An interesting finding in the current study showed that mean PEEP after RM was significantly higher in (R) group than fixed PEEP of 5 cmH2O in (C) group.

Halawa et al. [Citation15] also found that PEEP after RM increased significantly in (R) group versus (C) group.

Also, this study showed a statistically significant reduction in driving pressure before extubation in the (R) group.

This finding coincided with the results of Li et al. [Citation6] who found that driving pressure was decreased significantly in recruitment with individualized PEEP group.

Our study showed a significant increase in postoperative PaO2/FiO2 in the (R) group. Also, it showed a significant rise in postoperative SpO2 in the (R) group.

Sayed El Hefny et al. [Citation18] concluded that stepwise RM increased oxygenation and pulmonary mechanics in thoracic surgery and decreased the biomarkers of lung injury. In addition, Li et al. [Citation6] found that PaO2/FiO2 ratio was increased significantly in recruitment group.
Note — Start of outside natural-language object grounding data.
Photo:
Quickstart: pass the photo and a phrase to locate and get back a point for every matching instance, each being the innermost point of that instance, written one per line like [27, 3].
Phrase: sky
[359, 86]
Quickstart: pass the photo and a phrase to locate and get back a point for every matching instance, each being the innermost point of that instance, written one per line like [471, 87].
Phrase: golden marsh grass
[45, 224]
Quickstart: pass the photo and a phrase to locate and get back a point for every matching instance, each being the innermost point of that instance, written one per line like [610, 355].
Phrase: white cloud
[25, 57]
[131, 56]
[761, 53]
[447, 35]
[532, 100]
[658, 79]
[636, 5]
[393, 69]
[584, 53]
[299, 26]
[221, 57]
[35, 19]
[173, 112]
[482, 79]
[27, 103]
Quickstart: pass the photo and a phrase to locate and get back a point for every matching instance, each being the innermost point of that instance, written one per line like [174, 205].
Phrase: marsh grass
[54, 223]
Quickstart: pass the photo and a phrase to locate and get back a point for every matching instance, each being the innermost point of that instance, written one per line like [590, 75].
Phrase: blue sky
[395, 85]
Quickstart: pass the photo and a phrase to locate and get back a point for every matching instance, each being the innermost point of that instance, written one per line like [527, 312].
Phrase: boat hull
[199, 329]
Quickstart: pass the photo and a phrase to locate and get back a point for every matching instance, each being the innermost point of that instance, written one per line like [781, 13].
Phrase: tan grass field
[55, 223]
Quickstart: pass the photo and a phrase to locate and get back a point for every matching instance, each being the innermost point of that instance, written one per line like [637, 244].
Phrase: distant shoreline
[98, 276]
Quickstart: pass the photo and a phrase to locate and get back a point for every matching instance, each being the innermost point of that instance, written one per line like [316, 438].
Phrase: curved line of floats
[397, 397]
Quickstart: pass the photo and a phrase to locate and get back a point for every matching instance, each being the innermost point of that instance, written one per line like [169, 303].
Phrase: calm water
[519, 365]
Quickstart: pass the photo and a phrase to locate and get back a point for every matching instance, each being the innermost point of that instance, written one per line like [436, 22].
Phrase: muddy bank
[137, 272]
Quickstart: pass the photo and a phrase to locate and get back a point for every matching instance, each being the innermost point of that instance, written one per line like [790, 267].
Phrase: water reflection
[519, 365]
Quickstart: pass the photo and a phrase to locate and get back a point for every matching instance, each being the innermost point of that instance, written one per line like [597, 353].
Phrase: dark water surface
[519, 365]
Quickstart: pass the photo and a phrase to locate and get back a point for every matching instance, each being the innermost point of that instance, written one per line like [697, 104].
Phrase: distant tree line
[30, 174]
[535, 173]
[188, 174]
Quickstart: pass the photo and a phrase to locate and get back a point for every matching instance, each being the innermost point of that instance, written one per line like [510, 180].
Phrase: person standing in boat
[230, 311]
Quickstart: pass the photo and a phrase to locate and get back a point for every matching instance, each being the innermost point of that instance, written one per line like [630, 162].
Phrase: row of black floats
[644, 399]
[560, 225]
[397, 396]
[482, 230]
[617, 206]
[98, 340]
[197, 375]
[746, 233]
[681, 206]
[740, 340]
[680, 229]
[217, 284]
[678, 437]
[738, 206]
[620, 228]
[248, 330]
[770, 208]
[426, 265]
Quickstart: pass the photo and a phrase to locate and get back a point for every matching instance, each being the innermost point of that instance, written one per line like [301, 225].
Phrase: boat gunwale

Halawa et al. [Citation15] have found same results.

The key limitation in the current study was smaller sample size, so we recommend larger and multi-center studies to verify the results of this study.

6. Conclusion

Our study concluded that individualized stepwise lung RM significantly decreases the incidence of POPCs when added to protective lung ventilation in patients undergoing non-laparoscopic upper abdominal surgeries under GA.

Disclosure statement

No potential conflict of interest was reported by the author(s).